When she was eighteen she joined a temperance organization. Two years later, she met and married Jesse Cram Johnson from Unity, New Hampshire, and moved to Boston.

==Early influences==
Her home near the State House in Boston became a meeting place for welfare workers. Johnson founded the New England Women's Auxiliary Association which in turn led her to an important position in the U.S. Sanitary Commission. She was involved with the executive and finance committees of the New England branch of the commission.

During this time she would visit numerous correctional facilities and helped poor women around Boston so they could better fend for themselves. Throughout all this, Johnson witnessed the abuse which female prisoners had to endure. At this time, female prisoners were not separated from their male counterparts. Neither were the children they brought in with them, or the ones that were born in jail.

Johnson began a crusade for the reform of female treatment in correctional facilities. She and other women gathered at her home and began writing letters to newspapers requesting a separate facility for females. Their letters brought the subject to legislature. They gathered over 7,000 signatures which helped pass the bill for an all-female prison in 1874.

In the meantime, she became the leading advocate for the Temporary Asylum of Discharged Female Prisoners in Dedham, MA. The Reformatory Prison for women was finally opened in 1877 in Sherborn, near Framingham, MA. Johnson, being one of the five commissioners for the prison, became the superintendent of the prison.

==Career==
Ellen Cheney Johnson, while running the Massachusetts Reformatory Prison for Women at the turn of the nineteenth century, tried to bridge the approaches of rehabilitation and punishment. As she put it in her own writings, "No lesson is more important than that which teaches respect for the law and dread of its wrath. At the same time, it is a fundamental point in our theory that every criminal can be won by gentleness and patience."

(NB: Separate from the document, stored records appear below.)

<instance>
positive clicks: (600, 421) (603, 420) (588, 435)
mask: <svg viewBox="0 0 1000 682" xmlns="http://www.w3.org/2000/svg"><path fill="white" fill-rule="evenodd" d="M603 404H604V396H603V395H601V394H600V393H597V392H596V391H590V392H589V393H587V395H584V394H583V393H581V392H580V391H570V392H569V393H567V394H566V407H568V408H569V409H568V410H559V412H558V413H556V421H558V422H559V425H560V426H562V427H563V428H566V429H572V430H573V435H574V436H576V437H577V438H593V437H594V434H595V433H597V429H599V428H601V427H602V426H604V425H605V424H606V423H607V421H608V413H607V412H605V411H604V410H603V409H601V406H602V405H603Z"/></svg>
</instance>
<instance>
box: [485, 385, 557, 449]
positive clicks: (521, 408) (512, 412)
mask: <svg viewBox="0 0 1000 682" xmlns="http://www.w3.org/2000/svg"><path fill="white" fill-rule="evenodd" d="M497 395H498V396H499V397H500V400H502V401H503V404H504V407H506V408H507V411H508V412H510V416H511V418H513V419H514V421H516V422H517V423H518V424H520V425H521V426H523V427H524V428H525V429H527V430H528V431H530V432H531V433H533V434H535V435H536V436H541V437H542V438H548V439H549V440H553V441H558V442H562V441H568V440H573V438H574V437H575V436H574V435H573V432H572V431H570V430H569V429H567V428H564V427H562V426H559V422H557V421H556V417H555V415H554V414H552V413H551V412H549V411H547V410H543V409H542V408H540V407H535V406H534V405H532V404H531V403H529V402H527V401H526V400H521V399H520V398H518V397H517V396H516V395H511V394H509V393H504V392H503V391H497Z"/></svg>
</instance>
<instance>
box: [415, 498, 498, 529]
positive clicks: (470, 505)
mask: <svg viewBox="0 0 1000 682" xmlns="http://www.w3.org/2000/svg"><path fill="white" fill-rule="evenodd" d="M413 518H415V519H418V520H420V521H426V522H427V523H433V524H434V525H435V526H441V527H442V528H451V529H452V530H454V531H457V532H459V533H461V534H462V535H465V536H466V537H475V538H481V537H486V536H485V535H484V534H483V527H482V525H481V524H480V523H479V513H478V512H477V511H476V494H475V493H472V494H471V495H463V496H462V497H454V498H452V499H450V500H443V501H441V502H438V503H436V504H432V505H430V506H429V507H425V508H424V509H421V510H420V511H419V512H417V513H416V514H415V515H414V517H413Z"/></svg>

Jonson created programs inside the prison and outside as well to help the women achieve their goals. She developed a system of indenture for house service in houses outside the prison walls. This was all done under sympathetic supervision.

==End of an era==
Johnson ran the prison for fifteen years and was awarded a bronze medal and diploma for her achievements in the prison system by the World's Columbian Exposition:
for evidence of a model management in every detail.
 Her reformatory system has been studied thoroughly and received the highest praise from prison experts.

She died suddenly while in London, England after addressing the International Congress of Women on June 28, 1899.
Ellen Johnson left money to the city of Boston to build the Johnson Memorial Fountain (later renamed Westland Gate) in memory of her husband, Jesse Johnson.